Cuando el movimiento se parte, se desgaja
el todo como en la médula de una naranja pulposa invertida. En la seda donde se
revuelca un gato. La vi descascarando y escupiendo las semillas, detrás del
vaivén de todas las cosas que no se mueven, ni se moverán. Miraba con los ojos
fijos depositados en los ojos míos, me dijo que eran naranjas de campo, muy
jugosas, y que servían para exprimir. Algo del jugo había manchado su tejido,
justo donde la periferia de un pecho no intenta continuidad ni interrupción
alguna. Sólo espera el tacto por sí el movimiento también fuera a desvanecerse
después del aerolito.
Es la preservación de la especie que
despoja de tronos maduros en la frugalidad del deseo estomacal. Cuando la
partida se mueve, se asemejan los ápices por debajo del esternón. Detrás de
ella pasaban los trenes descarrilados y se tocaban como los gajos nunca
vencidos. Su proceso era minucioso, ubicando las uñas en cada lóbulo
conspirador hasta ramificar la gota dulce por todo el circuito, así enraizaba
también el entumecimiento.
Ciertas celebraciones, la festividad de
todos los demás gatos que buscan los desperdicios y los hacen sorbo. Se enlaza
lo de adentro con las cosas que afuera brotan desde las germinaciones hasta sus
trompas ligadas. Cuando una de las partes se desliga del todo, el movimiento se
desliga del movimiento y se hace parte en el todo, todo en la parte. La
trayectoria parabólica como simiente adulterada que infringe su boca para que
no encontremos represas donde contenerlas, me hice una escuela de plantaciones
en las naranjas educativas que van multiplicándose como panes y peces
intergalácticos sin que nadie juzgue que apenas una simple oscilación nos
permitirá morarnos.
Me dijo que en el hesperidio se escondían
los flavonoides retratados en las inmediaciones de los cítricos inmóviles, ni
los pomelos ni las mandarinas. Lo dulce apropia la ventaja de la culpa
reconocida y la desventaja de la impunidad. Por eso ella seguía escupiendo
retrasos de naranjas de ombligo.
En la cura desdeñada, los alfiles
reumáticos dejan de lado la superación y lo oblicuo se hace recto, como una
torre inverosímil que se acepta surrealista desde el último sueño de reina.

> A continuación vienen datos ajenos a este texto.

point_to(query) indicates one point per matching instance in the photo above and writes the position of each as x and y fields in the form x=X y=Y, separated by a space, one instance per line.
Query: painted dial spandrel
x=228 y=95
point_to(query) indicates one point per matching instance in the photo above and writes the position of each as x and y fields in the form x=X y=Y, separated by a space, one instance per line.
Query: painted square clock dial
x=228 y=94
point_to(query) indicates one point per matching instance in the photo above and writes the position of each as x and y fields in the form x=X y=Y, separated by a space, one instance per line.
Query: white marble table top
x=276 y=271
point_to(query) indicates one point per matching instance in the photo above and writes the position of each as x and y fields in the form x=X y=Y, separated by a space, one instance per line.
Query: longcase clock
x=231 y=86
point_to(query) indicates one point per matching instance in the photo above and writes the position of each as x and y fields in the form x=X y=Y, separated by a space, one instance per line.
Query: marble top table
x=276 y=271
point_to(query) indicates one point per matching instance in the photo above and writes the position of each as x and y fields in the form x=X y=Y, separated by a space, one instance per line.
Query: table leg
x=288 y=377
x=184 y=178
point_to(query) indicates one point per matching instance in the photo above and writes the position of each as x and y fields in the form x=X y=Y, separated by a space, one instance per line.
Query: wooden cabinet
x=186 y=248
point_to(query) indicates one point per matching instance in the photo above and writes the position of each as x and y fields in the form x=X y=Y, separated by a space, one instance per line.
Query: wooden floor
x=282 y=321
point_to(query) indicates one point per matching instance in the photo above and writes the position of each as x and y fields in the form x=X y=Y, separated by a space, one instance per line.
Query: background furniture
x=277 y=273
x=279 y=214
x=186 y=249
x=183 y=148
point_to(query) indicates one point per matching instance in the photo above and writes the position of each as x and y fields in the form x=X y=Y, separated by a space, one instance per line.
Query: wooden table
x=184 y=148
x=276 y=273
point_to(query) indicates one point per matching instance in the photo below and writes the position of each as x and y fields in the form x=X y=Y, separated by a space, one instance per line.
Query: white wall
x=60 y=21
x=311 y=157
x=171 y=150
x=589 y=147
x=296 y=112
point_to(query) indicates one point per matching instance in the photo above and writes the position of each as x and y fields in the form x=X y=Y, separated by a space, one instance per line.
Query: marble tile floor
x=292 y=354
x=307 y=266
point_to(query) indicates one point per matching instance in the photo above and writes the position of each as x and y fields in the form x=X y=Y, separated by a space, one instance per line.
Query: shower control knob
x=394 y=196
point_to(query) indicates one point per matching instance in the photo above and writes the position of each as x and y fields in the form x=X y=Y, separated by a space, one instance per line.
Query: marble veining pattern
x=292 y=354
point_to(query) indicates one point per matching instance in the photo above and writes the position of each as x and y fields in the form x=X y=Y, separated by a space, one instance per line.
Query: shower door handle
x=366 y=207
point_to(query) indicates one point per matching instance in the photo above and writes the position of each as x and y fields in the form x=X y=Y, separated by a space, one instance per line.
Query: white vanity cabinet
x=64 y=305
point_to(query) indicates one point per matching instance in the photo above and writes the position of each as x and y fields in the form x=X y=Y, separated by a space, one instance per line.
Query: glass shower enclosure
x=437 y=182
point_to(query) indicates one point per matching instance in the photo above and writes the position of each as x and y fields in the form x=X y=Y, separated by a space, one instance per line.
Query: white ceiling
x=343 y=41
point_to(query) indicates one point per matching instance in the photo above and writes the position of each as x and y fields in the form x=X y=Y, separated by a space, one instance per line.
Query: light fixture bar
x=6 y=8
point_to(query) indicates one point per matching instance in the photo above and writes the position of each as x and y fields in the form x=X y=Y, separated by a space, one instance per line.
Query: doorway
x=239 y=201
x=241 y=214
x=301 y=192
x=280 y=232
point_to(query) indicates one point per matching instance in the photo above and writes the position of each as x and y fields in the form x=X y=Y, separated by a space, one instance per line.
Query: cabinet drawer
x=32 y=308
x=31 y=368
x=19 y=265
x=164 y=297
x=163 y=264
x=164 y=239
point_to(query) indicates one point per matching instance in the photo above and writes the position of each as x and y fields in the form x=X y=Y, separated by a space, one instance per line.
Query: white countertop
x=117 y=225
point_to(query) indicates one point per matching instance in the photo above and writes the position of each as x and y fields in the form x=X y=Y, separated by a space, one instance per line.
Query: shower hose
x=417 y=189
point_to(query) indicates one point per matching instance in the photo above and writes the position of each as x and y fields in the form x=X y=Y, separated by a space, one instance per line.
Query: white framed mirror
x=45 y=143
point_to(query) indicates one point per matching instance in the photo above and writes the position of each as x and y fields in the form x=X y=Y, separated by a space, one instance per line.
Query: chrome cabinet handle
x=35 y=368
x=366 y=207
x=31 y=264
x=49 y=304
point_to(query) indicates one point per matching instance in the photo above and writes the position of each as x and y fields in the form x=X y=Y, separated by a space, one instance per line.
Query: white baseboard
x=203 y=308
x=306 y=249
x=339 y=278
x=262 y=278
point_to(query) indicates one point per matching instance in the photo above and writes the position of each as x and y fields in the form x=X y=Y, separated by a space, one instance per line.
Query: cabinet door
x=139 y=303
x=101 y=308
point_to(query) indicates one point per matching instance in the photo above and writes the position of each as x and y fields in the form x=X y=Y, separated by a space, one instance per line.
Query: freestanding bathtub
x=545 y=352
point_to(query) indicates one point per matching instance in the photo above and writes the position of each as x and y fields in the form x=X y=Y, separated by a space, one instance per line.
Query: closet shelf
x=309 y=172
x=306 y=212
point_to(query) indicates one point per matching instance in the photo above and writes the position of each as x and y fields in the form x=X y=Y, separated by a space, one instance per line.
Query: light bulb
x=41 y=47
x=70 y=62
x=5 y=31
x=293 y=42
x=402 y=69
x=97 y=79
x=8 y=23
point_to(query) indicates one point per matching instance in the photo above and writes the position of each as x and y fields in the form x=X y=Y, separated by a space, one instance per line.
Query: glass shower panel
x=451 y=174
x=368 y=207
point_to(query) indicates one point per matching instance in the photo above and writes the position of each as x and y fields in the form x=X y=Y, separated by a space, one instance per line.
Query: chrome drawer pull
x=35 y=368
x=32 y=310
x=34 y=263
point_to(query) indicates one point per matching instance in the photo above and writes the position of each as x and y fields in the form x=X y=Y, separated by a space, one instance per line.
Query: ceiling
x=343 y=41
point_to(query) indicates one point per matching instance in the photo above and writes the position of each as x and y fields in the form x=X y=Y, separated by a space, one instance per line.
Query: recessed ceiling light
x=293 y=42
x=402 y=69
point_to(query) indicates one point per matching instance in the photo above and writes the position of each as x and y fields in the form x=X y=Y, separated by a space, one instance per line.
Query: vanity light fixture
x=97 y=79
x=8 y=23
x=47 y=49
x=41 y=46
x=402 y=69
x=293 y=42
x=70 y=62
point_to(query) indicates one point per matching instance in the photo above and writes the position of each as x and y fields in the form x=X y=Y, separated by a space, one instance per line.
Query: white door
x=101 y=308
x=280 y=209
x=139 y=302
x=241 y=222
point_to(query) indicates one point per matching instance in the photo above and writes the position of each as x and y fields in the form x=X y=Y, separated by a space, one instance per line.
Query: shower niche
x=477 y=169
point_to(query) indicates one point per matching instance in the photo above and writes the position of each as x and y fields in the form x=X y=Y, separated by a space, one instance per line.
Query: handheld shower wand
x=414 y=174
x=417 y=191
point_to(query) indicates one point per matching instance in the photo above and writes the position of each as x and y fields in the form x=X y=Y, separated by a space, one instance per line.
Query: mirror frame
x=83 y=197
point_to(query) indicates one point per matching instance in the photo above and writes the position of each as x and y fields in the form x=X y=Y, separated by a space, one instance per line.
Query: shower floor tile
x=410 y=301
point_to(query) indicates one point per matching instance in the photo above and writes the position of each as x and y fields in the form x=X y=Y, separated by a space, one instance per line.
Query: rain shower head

Como el ácido oxidante, las locomotoras
se fueron depurando, siempre detrás, adjudicándole a la fotografía del universo
contiguo a esta habitación, un contraste de paso a niveles violentos. Sin los
matices de los últimos trenes que miramos juntos antes del enroque. La posición
también era la misma.
Una jaqueca que juzga la metamorfosis del
dolor, la comodidad de sus manos ahora en mi boca, segregando los líquidos más
adheridos, sin siquiera mascar la sangre que queda en los vagones, las
cuadrículas inutilizadas. Todo es tan medido como atiborrado. Los cálculos nos
subestiman, un jaque que no juzga.
Como una pronunciación infinita, esta vez
me preguntó si la muerte de la naranja era también la muerte del movimiento.